Let The Right One In
Director: Tomas Alfredson
2008
Not all the good horror came out in the 70’s and 80’s. As a matter of fact, one of the freshest, most stimulating horror flicks I caught in a very long time hit the world stage in ’08. Tomas Alfredson’s adaptation of the novel Let The Right One In was bathed in hype as the movie made the festival rounds and for good reason, it is one of the most challenging, troubling movies that I have ever seen. On the surface it looks like two things. It’s either a vampire movie or a very violent teen romance. Beneath the surface, though, is a complicated, deeply disturbing feature that doesn’t pack all the horror into a simple monster movie. There’s plenty of vampire attacks in this movie but the horror doesn’t end there. It wraps a bitter sweet love story in tragedy, isolation and suffering. It presents the questionable relationship between 12 year old vampire Eli and her caretaker Hakan and then asks you to consider Oskar’s role in all of this as the credits roll. Are they actually in love? Is she a manipulative animal? When will Oskar kill for the first time?
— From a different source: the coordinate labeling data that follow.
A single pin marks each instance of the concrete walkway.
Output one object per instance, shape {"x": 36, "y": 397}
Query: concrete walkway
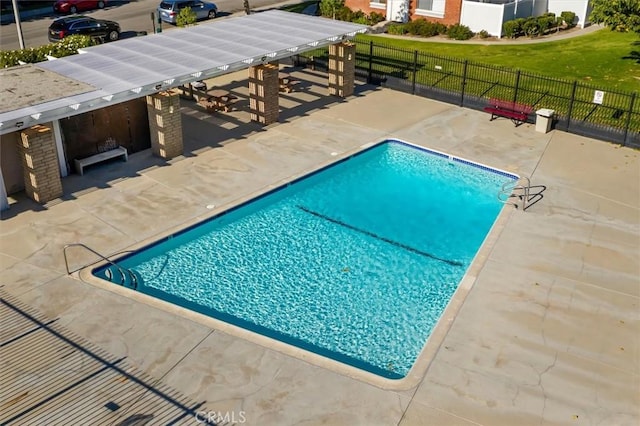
{"x": 546, "y": 328}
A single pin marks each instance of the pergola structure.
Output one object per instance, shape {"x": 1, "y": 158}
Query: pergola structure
{"x": 151, "y": 66}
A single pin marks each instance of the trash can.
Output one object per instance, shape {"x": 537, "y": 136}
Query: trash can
{"x": 544, "y": 118}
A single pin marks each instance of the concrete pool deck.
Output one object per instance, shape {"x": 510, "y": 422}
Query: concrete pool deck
{"x": 549, "y": 332}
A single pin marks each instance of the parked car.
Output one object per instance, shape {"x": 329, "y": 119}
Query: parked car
{"x": 75, "y": 6}
{"x": 169, "y": 9}
{"x": 84, "y": 25}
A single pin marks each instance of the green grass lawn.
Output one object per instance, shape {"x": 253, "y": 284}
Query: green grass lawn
{"x": 603, "y": 58}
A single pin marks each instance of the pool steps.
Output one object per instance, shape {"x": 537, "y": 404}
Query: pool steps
{"x": 521, "y": 191}
{"x": 128, "y": 278}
It’s an uneasy flick that asks an awful lot of difficult questions. It is distinctly European and as such asks a lot more of the viewer than one of its American counterparts might. Let The Right One In is presently on the remake block because hey, everybody hates subtitles, right? Catch this one before American studios compromise everything that made the original Swedish version such a powerfully haunting movie.